Een ander prachtig licht, alleen kleiner, vervoegde ons. Het was een meisje van ongeveer 10 jaar oud. Ze leek een beetje op mij. Ik kon vertellen dat ze me herkende. We knuffelden en toen zei ze me; “Ik ben je zus, ik ben naar je groodmoeder genaamd, Willamette, die een maand voor m’n geboorte gestorven is.Onze ouders noemden me kortweg Willie. Ze wachtten om je over me te vertellen tot je er klaar voor zou zijn.” Het was vreemd, nu ik erop terugblik, maar het leek normaal op dat moment. Ze kusttte me op m’n hoofd en ik voelde haar warmte en liefde. “Je moet nu teruggaan, Sandy” zei ze. “Je moet moeder redden van het vuur. Dit is erg belangrijk, je moet terugkeren, en wel nu.” Ze zei het met zachtheid en medeleven terwijl ze zachtjes naar me lachte. “Nee, ik wil niet”, zei ik “laat me hier bij je blijven.” “Moeder heeft je nodig om haar van het vuur te redden,” herhaalde ze, nog steeds op een zachtaardige en rustige manier. Als een egoistisch kreng begon ik te wenen en maakte een scène van de ergste soort. Ik smeet mezelf op de grond en maakte het voor iedereen, en dat ben ik vrij zeker, een oncomfortabele situatie.

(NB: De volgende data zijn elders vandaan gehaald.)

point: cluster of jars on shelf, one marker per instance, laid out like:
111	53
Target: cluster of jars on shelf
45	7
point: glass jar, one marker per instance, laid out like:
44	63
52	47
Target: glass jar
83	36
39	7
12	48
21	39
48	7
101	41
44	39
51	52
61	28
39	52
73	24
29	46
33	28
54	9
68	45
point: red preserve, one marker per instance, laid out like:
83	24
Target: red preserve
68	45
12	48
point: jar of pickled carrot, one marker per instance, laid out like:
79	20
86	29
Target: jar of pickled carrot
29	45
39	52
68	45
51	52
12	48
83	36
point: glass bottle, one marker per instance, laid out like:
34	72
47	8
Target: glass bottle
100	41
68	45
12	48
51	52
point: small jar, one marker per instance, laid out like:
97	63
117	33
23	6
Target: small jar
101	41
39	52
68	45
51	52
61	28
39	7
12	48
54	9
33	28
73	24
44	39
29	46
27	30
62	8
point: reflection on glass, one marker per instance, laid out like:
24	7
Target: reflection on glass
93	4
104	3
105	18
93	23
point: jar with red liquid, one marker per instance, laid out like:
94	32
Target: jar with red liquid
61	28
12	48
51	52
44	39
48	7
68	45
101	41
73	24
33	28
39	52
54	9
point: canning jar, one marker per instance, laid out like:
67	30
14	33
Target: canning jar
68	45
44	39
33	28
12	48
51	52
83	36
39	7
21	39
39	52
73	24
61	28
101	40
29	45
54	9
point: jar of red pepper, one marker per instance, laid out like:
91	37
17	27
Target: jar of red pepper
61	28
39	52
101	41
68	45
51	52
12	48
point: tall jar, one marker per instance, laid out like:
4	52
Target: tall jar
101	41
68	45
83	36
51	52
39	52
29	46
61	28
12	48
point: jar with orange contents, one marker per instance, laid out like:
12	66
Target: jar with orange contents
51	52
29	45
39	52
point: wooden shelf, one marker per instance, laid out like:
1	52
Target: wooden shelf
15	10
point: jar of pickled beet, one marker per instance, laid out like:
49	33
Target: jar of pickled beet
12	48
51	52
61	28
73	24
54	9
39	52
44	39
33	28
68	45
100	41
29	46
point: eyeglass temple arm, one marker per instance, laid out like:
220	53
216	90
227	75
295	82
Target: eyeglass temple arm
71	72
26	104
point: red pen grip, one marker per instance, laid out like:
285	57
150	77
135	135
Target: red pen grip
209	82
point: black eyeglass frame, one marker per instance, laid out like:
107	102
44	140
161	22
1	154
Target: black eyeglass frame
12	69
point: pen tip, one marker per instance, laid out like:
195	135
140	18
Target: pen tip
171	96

Ik werd een soort film getoond in dewelke ik m’n ouders, op aarde, naast mijn ziekbed zag zitten met grote bezorgdheid en angst in hun ogen. Ze raakten me aan en spraken tegen me en smeekten me niet te sterven. “Ga alsjeblieft niet dood,” ze waren aan het huilen. Ik voelde me erg droevig; maar nog steeds was ik niet klaar om al deze pracht en ongelofelijke gevoelens om alles wat goed was aan deze plaats, op te geven. God grinnikte en bekeek me vol liefde. Ik kon zijn gezicht niet zien, maar ik wist wat hij aan het denken was. Hij grinnikte met m’n kinderachtige gedrag.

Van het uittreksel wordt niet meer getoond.